Bir dahaki sefere serdar ortaç seslendirsin ki, belgeselden hepten soğuyalım. Hayır oldu olacak belgeselin ismini de büyük göçler yerine büyük götler yapaydınız. **
eleştiri yapma hakkımı kullanarak tarkan'a sayıp sövmeyeceğim ama ''cidden samimi olarak seslendirme yapmış
olsaydın tarkan tevetoğlu, bundan daha iyi iş çıkardı. sesini incelterek
ve kasılıp kasılıp he-ce-le-ye-rek konuşman yüzünden dikkatimi görüntülere veremedim.''
taklit yapma ihtiyacı doğuyor iç güdüsel olarak.
yine de her şeye rağmen en etkili yeri ''karıncaların yengeçlerin neslini azaltmalarına karşı'' kurulan
iç acıtan ama doğa dengesini vurgulayan cümleyle olmuş...

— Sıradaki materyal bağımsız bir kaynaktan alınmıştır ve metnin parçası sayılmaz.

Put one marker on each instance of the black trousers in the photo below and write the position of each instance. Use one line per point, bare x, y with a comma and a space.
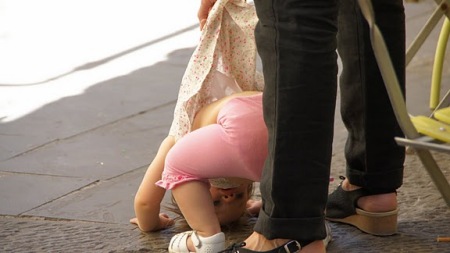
297, 42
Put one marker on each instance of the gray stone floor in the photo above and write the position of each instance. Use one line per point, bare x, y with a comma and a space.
69, 169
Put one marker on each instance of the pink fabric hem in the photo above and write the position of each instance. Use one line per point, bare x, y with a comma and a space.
169, 182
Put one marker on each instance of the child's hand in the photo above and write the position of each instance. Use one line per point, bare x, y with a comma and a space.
134, 221
253, 206
164, 222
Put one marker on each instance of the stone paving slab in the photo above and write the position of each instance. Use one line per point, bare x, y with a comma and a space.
22, 192
99, 105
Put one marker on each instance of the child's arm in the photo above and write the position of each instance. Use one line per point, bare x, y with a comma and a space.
148, 198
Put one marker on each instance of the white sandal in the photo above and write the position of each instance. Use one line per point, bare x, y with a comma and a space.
214, 243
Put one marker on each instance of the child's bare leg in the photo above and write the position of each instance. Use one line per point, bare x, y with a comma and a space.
196, 204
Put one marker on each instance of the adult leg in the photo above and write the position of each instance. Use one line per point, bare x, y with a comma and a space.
296, 41
367, 198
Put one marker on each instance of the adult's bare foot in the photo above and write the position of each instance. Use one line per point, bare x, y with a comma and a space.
258, 242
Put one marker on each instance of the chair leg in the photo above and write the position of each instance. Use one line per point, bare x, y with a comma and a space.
398, 101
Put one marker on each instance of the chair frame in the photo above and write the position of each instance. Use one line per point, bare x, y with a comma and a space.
419, 143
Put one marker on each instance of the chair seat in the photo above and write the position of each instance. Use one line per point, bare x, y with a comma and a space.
432, 127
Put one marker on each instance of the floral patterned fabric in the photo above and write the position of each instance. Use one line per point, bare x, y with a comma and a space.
223, 63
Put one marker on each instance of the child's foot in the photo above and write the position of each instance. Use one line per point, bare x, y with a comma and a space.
373, 203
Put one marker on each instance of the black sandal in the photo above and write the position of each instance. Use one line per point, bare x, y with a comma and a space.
342, 207
289, 247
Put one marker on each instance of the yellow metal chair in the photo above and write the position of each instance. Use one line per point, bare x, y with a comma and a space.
423, 133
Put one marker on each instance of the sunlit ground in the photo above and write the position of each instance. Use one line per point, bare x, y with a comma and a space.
50, 49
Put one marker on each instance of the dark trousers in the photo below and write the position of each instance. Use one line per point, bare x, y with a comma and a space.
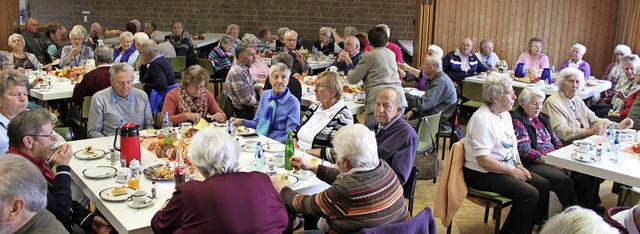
561, 184
530, 198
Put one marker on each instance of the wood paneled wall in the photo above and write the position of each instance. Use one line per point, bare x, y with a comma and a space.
559, 23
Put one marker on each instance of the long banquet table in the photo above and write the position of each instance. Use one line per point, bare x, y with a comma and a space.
129, 220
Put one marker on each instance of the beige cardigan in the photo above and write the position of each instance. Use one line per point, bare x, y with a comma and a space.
452, 189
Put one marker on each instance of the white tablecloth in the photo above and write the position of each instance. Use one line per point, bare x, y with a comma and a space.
128, 220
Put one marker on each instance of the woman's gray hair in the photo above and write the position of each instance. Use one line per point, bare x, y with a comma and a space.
386, 29
104, 54
120, 67
19, 178
125, 34
581, 48
356, 144
528, 92
326, 31
213, 152
11, 78
436, 50
250, 39
157, 36
576, 219
281, 67
568, 72
623, 49
226, 39
18, 36
494, 86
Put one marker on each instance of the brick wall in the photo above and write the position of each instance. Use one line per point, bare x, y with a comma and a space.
304, 16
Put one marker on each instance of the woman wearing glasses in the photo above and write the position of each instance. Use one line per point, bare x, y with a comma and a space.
191, 100
571, 119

- yavru zebraa ölen annesinii terketmemekteee kararlıydıı... babası iseee uzaklaşan sürü ileee yavrusu arasındaaa tercih yapmak zorundaaa...
Valla ben izleyemedim bu vurgularla.
biraderler söylemese tarkan ın seslendirdiğini anlamamıştım. Bu tarz sanatsal bir belgesel anca böyle seslendirilebilirdi. gayet güzel olmuş.
ben beğendim...
bu belgeseli tarkan seslendiriyor denmese eminim kimse mevzuyu çakmayacaktı.

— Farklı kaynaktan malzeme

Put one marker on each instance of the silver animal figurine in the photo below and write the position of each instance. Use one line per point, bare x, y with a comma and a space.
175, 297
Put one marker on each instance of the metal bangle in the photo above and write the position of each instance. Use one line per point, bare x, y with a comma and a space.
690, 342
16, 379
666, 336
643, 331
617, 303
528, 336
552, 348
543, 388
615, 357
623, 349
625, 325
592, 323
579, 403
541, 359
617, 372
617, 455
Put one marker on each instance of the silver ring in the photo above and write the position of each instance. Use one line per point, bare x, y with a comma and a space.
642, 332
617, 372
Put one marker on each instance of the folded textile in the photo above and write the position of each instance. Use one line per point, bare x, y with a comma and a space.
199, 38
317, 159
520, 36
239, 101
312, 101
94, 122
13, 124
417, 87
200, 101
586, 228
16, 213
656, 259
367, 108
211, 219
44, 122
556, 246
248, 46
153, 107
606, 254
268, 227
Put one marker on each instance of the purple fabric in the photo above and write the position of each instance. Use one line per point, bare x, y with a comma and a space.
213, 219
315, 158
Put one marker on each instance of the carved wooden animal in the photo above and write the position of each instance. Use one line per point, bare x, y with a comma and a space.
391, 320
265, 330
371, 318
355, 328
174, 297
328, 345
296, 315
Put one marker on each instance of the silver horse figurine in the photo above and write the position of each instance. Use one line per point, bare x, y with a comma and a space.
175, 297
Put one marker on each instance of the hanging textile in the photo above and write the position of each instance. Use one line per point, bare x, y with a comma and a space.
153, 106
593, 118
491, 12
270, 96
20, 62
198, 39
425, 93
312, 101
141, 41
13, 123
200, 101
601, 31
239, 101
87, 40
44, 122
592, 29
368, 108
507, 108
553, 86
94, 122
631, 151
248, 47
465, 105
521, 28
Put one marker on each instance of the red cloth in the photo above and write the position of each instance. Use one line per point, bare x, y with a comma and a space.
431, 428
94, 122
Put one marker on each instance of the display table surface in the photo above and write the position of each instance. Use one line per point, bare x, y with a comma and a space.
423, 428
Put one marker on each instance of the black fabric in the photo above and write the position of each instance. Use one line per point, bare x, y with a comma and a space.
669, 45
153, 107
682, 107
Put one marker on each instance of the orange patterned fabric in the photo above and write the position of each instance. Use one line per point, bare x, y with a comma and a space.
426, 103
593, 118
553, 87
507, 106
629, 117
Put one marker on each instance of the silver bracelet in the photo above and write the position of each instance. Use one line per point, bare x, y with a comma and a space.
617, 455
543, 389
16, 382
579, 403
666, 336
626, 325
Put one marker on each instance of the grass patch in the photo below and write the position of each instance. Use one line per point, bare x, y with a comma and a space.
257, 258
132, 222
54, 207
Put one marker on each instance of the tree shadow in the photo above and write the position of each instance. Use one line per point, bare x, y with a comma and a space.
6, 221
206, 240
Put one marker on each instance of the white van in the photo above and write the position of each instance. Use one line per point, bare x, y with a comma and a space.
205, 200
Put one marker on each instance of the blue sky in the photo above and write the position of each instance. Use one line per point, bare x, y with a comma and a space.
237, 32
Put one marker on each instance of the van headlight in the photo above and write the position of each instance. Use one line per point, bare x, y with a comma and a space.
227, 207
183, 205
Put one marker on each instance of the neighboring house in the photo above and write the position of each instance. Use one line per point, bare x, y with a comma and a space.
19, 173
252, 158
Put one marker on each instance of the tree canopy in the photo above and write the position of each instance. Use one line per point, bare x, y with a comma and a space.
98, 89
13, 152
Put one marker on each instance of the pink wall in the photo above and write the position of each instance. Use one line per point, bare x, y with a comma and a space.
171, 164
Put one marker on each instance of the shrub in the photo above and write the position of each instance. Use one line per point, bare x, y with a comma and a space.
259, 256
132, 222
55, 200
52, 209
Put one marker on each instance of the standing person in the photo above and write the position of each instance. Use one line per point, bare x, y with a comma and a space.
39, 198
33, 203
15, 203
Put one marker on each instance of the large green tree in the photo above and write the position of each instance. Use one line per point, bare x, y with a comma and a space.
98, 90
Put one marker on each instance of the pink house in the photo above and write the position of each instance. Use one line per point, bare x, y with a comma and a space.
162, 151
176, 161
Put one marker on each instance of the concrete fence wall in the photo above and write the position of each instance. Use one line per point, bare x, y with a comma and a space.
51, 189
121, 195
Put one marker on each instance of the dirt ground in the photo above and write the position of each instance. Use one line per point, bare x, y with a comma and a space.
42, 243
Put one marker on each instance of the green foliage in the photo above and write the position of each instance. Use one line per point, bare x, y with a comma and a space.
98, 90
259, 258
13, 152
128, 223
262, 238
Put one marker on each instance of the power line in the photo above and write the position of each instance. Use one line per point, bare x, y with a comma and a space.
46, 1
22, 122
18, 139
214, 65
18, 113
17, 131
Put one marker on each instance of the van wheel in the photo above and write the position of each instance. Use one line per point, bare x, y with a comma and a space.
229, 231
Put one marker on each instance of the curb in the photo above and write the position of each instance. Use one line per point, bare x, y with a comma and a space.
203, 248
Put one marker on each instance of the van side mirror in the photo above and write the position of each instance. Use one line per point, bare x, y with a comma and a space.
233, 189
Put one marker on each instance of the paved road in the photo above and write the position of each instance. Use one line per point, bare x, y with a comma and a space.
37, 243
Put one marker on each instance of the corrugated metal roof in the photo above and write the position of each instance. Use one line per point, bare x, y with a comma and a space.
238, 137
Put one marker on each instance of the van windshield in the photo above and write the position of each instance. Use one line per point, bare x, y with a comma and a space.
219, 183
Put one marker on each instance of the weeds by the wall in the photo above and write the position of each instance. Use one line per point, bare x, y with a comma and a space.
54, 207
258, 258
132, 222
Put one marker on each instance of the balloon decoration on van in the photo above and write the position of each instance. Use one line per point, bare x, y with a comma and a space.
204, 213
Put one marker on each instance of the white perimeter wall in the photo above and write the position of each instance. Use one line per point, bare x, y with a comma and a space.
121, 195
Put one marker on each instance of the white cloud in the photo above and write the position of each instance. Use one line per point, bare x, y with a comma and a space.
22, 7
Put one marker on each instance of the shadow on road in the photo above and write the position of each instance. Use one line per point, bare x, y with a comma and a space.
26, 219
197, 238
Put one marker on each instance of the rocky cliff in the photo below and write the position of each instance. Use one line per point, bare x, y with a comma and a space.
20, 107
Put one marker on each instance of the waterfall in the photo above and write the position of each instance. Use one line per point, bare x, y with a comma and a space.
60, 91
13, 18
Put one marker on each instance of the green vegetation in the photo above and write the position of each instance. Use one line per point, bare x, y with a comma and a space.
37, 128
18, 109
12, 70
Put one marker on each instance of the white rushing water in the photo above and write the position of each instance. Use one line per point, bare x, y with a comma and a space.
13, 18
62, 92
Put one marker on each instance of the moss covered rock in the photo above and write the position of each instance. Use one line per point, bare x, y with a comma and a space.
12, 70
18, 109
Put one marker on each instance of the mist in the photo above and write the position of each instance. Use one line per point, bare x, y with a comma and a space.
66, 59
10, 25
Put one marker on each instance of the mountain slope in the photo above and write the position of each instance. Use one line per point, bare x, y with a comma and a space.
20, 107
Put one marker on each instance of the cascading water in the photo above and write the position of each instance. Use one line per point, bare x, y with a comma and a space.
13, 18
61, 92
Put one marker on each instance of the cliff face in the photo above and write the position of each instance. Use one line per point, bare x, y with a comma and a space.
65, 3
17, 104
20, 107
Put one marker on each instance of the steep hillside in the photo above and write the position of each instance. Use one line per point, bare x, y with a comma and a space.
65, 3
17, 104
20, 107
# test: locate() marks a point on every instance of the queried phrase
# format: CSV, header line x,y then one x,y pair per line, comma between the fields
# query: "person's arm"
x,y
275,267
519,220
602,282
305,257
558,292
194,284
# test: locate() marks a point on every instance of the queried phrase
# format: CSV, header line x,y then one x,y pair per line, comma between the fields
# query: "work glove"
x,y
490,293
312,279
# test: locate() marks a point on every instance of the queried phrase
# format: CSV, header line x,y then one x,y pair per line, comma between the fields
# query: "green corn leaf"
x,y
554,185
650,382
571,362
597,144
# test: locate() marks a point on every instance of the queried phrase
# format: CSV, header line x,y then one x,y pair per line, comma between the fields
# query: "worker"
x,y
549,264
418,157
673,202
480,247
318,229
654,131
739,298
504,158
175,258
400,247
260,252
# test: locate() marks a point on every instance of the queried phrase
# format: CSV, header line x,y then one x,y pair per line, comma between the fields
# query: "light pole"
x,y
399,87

''tarkan'ın seslendirdiği büyük göçler'' diye bangır bangır reklamı yapıldı uzun süre. e biz de merak ettik izledik tabii.
lan iyi de, benim gibi bir belgeselsever insanı ne diye soğutuyorsunuz arkadaş?
hem tarkan'dan soğudum, hem belgesel'den hem de hayvanlara 'harekete geç, harekete geç, harekete geeeç' diye fısıldayan doğadan.
tarkan'a belgesel seslendirtme fikri kime aitse, onun ben savanasına atlayayım.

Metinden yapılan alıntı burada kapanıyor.